Details
-
Bug
-
Resolution: Done
-
Major
-
None
-
4.12
-
Important
-
No
-
Rejected
-
False
-
Description
Description of problem
These four tests are frequently failing:
- [sig-node] Kubelet when scheduling a busybox command in a pod should print the output to logs
- [sig-node] Container Runtime blackbox test on terminated container should report termination message from log output if TerminationMessagePolicy FallbackToLogsOnError is set
- [sig-node] Pods should support retrieving logs from the container over websockets
- [sig-node] Kubelet when scheduling a read only busybox container should not write to root filesystem
The test failures all appear to be caused by an unexpected systemd error in the pod logs:
{ fail [k8s.io/kubernetes@v1.25.0/test/e2e/common/node/kubelet.go:79]: Timed out after 60.003s. Expected <string>: time=\"2023-04-24T17:03:56Z\" level=warning msg=\"skipping device /dev/char/10:200 for systemd: stat /sys/dev/char/10:200: no such file or directory\"\nHello World\n to equal <string>: Hello World\n Ginkgo exit error 1: exit with code 1}
{ fail [k8s.io/kubernetes@v1.25.0/test/e2e/common/node/runtime.go:167]: Expected <string>: time=\"2023-04-24T17:07:35Z\" level=warning msg=\"skipping device /dev/char/10:200 for systemd: stat /sys/dev/char/10:200: no such file or directory\"\nDONE to equal <string>: DONE Ginkgo exit error 1: exit with code 1}
{ fail [github.com/onsi/ginkgo/v2@v2.1.5-0.20220909190140-b488ab12695a/internal/suite.go:612]: Apr 24 17:12:57.845: Unexpected websocket logs: time="2023-04-24T17:12:55Z" level=warning msg="skipping device /dev/char/10:200 for systemd: stat /sys/dev/char/10:200: no such file or directory" container is alive Ginkgo exit error 1: exit with code 1}
{ fail [k8s.io/kubernetes@v1.25.0/test/e2e/common/node/kubelet.go:214]: Timed out after 60.002s. Expected <string>: "time="..." to equal | <string>: "/bin/s..." Ginkgo exit error 1: exit with code 1}
These above example failures come from https://prow.ci.openshift.org/view/gs/origin-ci-test/pr-logs/pull/openshift_cluster-ingress-operator/910/pull-ci-openshift-cluster-ingress-operator-release-4.12-e2e-aws-ovn-single-node/1650534308475047936.

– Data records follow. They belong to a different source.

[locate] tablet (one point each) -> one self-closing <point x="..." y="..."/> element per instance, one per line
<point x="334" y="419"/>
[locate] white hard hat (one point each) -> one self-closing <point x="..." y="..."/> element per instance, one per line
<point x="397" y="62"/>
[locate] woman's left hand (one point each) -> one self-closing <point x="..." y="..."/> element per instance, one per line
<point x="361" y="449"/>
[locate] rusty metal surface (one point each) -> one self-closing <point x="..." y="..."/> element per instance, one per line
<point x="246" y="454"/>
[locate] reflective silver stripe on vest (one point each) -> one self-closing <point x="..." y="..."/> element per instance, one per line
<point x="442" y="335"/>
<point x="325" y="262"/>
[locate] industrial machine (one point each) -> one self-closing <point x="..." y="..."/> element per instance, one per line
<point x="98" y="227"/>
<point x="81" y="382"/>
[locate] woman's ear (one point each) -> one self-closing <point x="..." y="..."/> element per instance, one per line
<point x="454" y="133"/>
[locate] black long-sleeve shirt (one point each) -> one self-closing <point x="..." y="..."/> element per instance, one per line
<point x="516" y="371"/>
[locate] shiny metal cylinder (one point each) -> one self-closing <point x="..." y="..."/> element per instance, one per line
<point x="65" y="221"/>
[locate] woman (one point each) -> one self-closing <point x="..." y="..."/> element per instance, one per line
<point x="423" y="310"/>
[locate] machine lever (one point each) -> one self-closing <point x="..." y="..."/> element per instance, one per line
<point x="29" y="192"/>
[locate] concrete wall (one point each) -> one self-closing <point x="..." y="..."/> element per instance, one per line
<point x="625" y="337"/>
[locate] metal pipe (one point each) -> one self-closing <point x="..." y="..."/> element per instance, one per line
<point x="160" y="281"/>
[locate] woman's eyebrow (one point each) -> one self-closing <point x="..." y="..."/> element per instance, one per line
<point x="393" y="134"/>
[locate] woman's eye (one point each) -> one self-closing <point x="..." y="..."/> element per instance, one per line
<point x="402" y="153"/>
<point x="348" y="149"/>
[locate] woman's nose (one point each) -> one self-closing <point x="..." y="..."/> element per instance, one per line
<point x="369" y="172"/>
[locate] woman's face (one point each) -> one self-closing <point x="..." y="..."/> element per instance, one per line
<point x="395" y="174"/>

The test failures all appear to be for 4.12.
- A search.ci search over all jobs for the past 2 days with the pattern skipping device /dev/char/\d+:\d+ for systemd returns only 4.12 jobs.

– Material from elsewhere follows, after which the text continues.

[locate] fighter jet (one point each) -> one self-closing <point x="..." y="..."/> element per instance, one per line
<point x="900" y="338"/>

- A search.ci search over 4.12 jobs in the past 7 days sometimes times out and sometimes shows numerous failures going back several days.
- A search.ci search over all jobs for the past 7 days times out.
This issue appears to affect various platforms, including AWS, Azure, GCP, IBM Cloud, metal, oVirt, and vSphere.
Version-Release number of selected component (if applicable)
4.12.
How reproducible
Presently, a search.ci search for skipping device /dev/char/\d+:\d+ for systemd over 4.12 jobs in the past 7 days reports, "Found in 9.60% of runs (27.31% of failures) across 6519 total runs and 463 jobs (35.16% failed)".
Steps to Reproduce
1. Post a PR and have bad luck.
2. Check search.ci using one of the aforementioned links.
Actual results
CI fails with the four aforementioned test failures.
Expected results
CI passes, or fails on some other test failure.